At least 27 Iraqis have been killed in separate bombing attacks in or close to Bagdad and up to 40 others were injured.
A roadside bomb killed 14 Iraqis travelling by bus to Baghdad and 12 were wounded, Dr Abbas Wissan al-Shamari said.
And a further 13 Iraqis were killed and 30 wounded when rockets or mortar bombs slammed into a busy market in a Shi'ite suburb of Baghdad, witnesses and hospital sources said.
Witnesses said at least two projectiles hit the chicken market in the Ourfalli neighbourhood of Sadr City, powerbase of Moqtada al-Sadr, a Shi'ite Muslim cleric who is wanted by the US occupation forces.

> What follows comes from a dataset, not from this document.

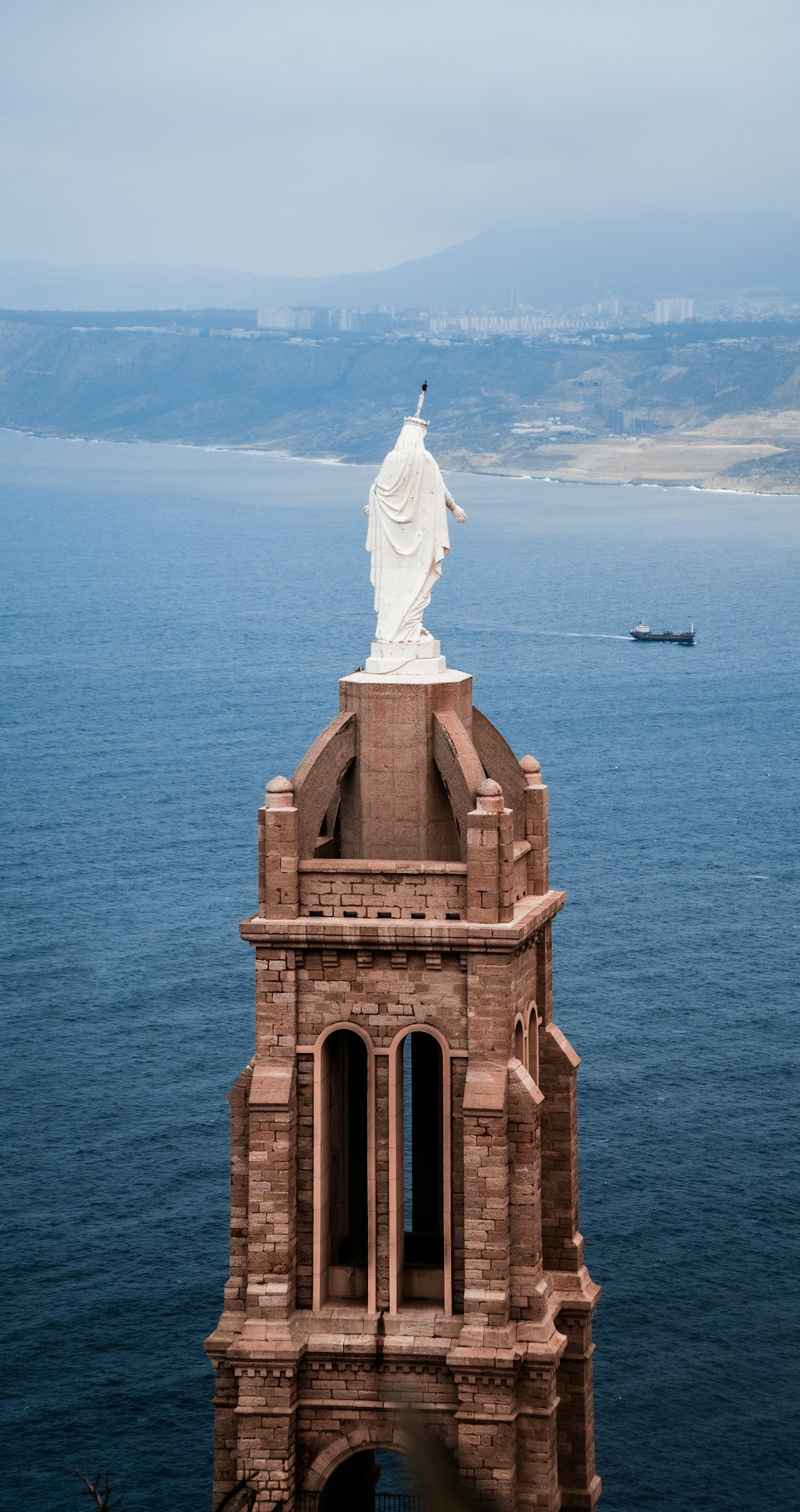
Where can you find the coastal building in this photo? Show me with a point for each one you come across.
(406, 1254)
(674, 312)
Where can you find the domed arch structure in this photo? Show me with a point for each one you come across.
(404, 1198)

"We were standing talking when two rockets landed," Bassam Abdul Rahim, said. "The second hit a gas canister and the explosion was huge. There was blood and bodies everywhere."
Angry residents held up bloodied human remains to television cameras filming the scene, accusing US helicopters of firing missiles at the market.
A dead donkey lay on the road, its guts spilled. Local residents put a sign on its back saying "This is Bush".
The US military, often blamed for attacks in the fervently anti-American neighbourhood, said it had no immediate information about the attack or who fired the projectiles.
At the Shaheed al-Sadr Hospital nearby, relatives of the dead and wounded sat on the ground weeping.
"This Bush, we don't want him," one woman cried. "It wasn't like this under Saddam Hussein. Inside the wards, the wounded lay in pain. One man had lost half his jaw, his face held together by a crude bandage.